In the second plan, we will have to include a new config such as num.threads.per.task to help us ascertain the number of threads, maximum, that could be used per task. These threads would be simultaneously processing from the same task (however, ordering would no longer be guaranteed).

If num.threads.per.task is equal to one, then we go to our default policy. Otherwise, we would go with the second one. Please note that if getMetadataAsnyc was supported for the case where num.threads.per.task is greater than one, than there will be multiple calls to the user-provided callback because the request would be split into multiple asynchronous threads (who does not have any communications with one another). The callback could be seen below:

public interface RecordCallback {
    /** A method which can be used by the client to define the behavior of the code after the metadata has been retrieved.
	 *  @param exc      An exception if one had occurred 
     *  @param metadata The metadata retrieved (that is if successfully)
     */
	public void onComplete(KafkaException exc, Collection<StreamsMetadata> metadata);
}

Alternatives

There is a possibility where getMetadataAsync could call the given RecordCallback once even though we might be splitting the work into multiple threads. When implementing this change, the most likely approach will be having a primary thread acting as a parent for the other threads (i.e. it decides when threads are terminated and executed). The child threads will not have the original callback, but instead a modified one. These modified callbacks are used to notify the parent thread when they are done processing their respective tasks and once all threads are done processing, then we call the callback to maintain behavior. It really comes down to how it works out in the code, but it is worth consideration.

Compatibility, Deprecation, and Migration Plan

There might be some problems if a new KafkaStreams instance is brought online in which it gives the offsets out of order when the user is expecting it to be in-order. So in order to maintain the old behavior, we will keep the current structure of Kafka Streams methods intact (although some of its statements might have to be tweaked to accommodate for the new change).

There are no considerations for deprecation, particularly since we are adding a new capability, not upgrading a preexisting one. 

However, if the user calls for records expecting it to be in-order and it's not. Then an exception will be thrown notifying the client that the configs are incompatible with their method request.

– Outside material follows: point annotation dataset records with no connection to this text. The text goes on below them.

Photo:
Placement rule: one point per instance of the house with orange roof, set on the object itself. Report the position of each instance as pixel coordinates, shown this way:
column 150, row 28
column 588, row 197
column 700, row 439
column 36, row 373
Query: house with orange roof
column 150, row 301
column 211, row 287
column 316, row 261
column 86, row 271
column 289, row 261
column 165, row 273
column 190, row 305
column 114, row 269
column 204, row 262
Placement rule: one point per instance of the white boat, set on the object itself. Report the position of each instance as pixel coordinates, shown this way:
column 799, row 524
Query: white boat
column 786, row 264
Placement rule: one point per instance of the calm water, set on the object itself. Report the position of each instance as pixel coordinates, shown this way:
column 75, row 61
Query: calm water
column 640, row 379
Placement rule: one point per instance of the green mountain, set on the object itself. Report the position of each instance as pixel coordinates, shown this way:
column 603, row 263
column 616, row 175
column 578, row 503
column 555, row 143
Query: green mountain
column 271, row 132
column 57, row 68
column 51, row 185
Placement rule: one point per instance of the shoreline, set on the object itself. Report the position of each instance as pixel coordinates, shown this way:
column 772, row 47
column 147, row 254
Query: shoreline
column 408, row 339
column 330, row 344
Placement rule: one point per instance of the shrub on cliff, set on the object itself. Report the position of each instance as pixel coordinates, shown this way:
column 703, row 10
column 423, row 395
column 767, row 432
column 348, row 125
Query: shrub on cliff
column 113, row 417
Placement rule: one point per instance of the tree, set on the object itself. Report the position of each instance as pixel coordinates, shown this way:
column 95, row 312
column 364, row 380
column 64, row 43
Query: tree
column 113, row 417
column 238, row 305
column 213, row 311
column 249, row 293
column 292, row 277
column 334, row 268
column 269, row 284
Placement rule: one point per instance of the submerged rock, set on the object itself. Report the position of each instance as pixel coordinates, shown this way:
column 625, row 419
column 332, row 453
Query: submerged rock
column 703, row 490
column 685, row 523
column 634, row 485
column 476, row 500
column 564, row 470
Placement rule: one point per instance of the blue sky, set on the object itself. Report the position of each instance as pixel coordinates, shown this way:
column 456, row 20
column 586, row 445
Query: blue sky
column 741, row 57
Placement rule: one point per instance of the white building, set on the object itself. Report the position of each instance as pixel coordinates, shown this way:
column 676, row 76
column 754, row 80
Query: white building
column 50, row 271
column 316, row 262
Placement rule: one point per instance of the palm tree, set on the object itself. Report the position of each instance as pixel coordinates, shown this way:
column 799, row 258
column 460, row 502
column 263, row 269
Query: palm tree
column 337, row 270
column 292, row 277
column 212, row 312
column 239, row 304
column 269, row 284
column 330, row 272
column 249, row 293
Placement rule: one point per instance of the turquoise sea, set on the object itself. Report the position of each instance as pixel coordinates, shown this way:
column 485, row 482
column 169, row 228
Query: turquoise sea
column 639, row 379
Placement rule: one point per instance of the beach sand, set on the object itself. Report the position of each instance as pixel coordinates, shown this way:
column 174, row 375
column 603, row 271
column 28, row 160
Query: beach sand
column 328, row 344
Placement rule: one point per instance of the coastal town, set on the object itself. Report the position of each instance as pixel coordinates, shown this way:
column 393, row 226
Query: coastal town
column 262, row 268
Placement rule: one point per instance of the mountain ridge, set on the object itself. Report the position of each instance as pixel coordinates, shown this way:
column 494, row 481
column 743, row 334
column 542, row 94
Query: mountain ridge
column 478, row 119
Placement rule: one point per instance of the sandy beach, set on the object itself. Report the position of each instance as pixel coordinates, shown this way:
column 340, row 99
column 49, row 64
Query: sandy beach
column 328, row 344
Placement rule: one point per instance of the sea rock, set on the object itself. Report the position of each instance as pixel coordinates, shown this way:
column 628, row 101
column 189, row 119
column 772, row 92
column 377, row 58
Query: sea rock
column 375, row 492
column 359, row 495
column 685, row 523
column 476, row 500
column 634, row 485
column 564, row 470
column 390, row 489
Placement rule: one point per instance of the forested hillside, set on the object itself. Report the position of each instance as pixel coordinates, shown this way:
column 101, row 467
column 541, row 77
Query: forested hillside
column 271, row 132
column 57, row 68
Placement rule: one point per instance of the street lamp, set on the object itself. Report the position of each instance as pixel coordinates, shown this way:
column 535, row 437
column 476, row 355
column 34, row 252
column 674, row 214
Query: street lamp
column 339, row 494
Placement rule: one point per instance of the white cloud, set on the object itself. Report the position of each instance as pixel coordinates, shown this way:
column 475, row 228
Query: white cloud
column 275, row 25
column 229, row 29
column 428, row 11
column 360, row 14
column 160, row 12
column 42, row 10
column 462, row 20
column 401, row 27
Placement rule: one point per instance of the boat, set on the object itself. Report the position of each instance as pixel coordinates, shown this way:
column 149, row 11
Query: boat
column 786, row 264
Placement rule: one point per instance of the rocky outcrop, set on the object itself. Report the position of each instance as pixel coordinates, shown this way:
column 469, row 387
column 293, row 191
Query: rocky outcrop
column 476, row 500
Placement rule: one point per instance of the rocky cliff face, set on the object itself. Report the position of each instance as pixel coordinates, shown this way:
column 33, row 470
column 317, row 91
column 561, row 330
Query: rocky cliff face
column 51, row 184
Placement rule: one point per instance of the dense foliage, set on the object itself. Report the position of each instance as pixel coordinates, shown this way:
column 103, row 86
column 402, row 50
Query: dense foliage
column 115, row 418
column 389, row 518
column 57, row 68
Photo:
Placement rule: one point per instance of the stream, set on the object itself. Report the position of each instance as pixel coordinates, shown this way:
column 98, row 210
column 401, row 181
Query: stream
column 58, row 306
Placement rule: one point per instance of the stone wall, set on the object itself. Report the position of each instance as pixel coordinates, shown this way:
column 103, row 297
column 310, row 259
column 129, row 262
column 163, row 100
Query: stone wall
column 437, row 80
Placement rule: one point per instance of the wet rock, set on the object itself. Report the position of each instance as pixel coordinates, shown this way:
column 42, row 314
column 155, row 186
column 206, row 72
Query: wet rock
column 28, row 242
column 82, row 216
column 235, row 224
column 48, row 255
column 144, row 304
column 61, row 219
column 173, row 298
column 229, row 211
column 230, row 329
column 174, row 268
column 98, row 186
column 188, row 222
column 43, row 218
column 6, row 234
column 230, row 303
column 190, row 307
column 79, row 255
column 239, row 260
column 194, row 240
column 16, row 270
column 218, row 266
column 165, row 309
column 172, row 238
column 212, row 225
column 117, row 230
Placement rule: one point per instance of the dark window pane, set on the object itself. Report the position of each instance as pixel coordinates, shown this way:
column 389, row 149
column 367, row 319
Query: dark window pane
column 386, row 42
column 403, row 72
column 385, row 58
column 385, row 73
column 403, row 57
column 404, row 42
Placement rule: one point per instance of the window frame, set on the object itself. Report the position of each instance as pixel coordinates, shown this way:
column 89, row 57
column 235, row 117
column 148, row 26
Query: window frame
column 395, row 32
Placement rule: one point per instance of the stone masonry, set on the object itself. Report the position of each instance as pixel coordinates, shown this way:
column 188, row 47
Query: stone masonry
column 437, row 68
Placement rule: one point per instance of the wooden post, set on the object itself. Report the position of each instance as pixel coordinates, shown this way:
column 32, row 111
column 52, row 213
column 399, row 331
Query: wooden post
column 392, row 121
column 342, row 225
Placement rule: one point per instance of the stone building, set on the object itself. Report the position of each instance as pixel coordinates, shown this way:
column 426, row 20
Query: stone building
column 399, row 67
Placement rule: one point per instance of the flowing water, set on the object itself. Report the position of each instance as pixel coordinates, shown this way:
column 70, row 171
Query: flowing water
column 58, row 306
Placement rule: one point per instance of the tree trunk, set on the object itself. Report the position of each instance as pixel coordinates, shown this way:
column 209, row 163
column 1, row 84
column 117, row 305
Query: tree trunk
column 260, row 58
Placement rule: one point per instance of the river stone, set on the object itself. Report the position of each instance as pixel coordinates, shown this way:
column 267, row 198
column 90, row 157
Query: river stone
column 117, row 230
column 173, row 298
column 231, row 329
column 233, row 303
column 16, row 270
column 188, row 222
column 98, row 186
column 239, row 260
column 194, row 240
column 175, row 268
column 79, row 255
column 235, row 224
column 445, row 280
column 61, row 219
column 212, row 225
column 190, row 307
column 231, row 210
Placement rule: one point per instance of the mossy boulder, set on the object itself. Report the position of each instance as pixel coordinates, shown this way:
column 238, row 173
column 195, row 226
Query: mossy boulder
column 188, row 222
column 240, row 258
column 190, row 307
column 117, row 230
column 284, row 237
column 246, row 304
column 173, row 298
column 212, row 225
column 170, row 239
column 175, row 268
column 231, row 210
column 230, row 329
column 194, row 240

For example, the original metadataForStore method will call processMetadataForStore(boolean inOrder) with inOrder having a value of true. If the configs indicated that we are processing using multiple threads, then an exception will be thrown. 

Rejected Alternatives

If there are alternative ways of accomplishing the same thing, what were they? The purpose of this section is to motivate why the design is the way it is and not some other way.